Each physician appointed to the St. Dominic Hospital Medical Staff, regardless of medical staff category, have obligations listed in the Medical Staff Bylaws and shall:

a) Provide patients with continuous care at the generally recognized professional standard of quality, efficiency and safety and provide and continuously update a written attestation that he will provide continuous care for his/her patients including specific names, addresses and contact information for coverage if the practitioner is, for whatever reason, unavailable.

b) Seek appropriate consultation or refer to a practitioner who has expertise in cases outside the practitioner’s training and usual are of practice in accordance with Hospital policy, these Bylaws and Rules and Regulations.

c) Abide by the Medical Staff Bylaws and by all other lawful standards, policies and rules of the medical staff and hospital. Abide by practice guidelines and clinical pathways and other quality initiatives approved by the medical staff and the hospital.

d) Abide by all local, state and federal laws, rules and regulations.

e) Perform such medical staff, department, service and hospital functions for which he is responsible by staff category assignment, appointment or otherwise.

f) Prepare and complete all medical and other required records in a timely manner, for all patients he admits or patients for which he provides care while in the hospital.

g) Adhere to generally recognized standards of medical and professional ethics, insofar as they do not conflict with Catholic teachings (with regard to services provided at the Hospital), including (without limitation) prohibitions against fee-splitting, ghost surgery, improper delegation of responsibility for diagnosis or care of patients (such as to a practitioner not qualified for the responsibility), and failure to obtain informed patient consent to treatments.

h) Provide the same level of care for all patients receiving similar services, regardless of the location in the hospital in which the service is provided.

i) Participate in continuing education activities appropriate for his/her practice area.

j) Acknowledge that the hospital has the authority to develop various hospital and medical staff management plans and agree to request clinical privileges in a manner consistent with the hospital’s plans.

k) Abide by and require any APP under his/her supervision credentialed by and providing services at the hospital to abide by the Hospital’s Notice of Privacy Practices because the hospital and its medical staff are part of an organized heath care arrangement, as such is defined in the Standards for Privacy of Individually Identifiable Health Information Promulgated under the Administrative Simplification provisions of the Health Insurance Portability and Accountability Act of 1996. The sponsoring practitioner is liable for the patients seen by the APP(s). The organized medical staff and ultimately the board of directors are responsible for all treatment at the hospital.

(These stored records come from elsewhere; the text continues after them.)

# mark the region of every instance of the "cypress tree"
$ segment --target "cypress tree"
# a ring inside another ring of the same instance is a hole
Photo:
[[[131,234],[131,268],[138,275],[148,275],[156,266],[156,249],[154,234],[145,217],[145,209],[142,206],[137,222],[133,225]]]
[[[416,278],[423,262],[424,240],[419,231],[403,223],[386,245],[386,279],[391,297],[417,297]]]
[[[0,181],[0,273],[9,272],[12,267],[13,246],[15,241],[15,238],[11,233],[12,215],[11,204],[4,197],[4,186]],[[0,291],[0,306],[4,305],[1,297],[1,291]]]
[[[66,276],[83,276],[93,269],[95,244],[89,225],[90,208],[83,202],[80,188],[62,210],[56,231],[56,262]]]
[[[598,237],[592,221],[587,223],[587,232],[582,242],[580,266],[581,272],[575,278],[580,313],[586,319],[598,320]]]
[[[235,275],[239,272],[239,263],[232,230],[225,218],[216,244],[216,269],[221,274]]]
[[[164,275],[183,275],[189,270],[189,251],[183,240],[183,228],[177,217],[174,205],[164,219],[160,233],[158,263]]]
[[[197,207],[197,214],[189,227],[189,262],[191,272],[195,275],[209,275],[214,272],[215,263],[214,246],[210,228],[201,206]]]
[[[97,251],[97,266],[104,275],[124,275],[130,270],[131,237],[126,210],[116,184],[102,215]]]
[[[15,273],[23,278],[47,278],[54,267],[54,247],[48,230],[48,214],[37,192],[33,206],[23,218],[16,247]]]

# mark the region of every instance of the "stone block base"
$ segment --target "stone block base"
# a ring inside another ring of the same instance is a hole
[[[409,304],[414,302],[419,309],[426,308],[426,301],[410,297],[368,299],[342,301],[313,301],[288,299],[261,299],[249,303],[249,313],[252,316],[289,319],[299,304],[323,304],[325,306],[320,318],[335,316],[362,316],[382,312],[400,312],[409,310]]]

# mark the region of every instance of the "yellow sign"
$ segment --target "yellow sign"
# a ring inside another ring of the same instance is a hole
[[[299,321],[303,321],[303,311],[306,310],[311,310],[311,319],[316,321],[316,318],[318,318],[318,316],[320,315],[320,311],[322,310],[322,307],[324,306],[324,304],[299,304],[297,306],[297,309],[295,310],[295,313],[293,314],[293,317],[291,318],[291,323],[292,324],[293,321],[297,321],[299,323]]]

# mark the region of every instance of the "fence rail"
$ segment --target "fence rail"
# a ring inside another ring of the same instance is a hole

l) Authorize the medical staff services department of the hospital to consult staff members and/or employees of other hospitals with which the applicant is or has been associated and any other person who may have information bearing on his/her professional conduct, competence, character, ability to perform the clinical privileges requested and ethical qualifications for medical staff membership.

m) Acknowledge that the hospital will access and gather information from the National Practitioner Data Bank and the U.S. Office of Inspector General Sanction Report and the General Services Administration Excluded Providers List from time to time during any applicable reappraisal process.

n) Practitioner shall provide information about any currently pending malpractice actions or final judgments or settlements of malpractices actions.

o) Participate in appropriate peer review activities including OPPE and FPPE consistent with appropriate conflict-of-interest consideration.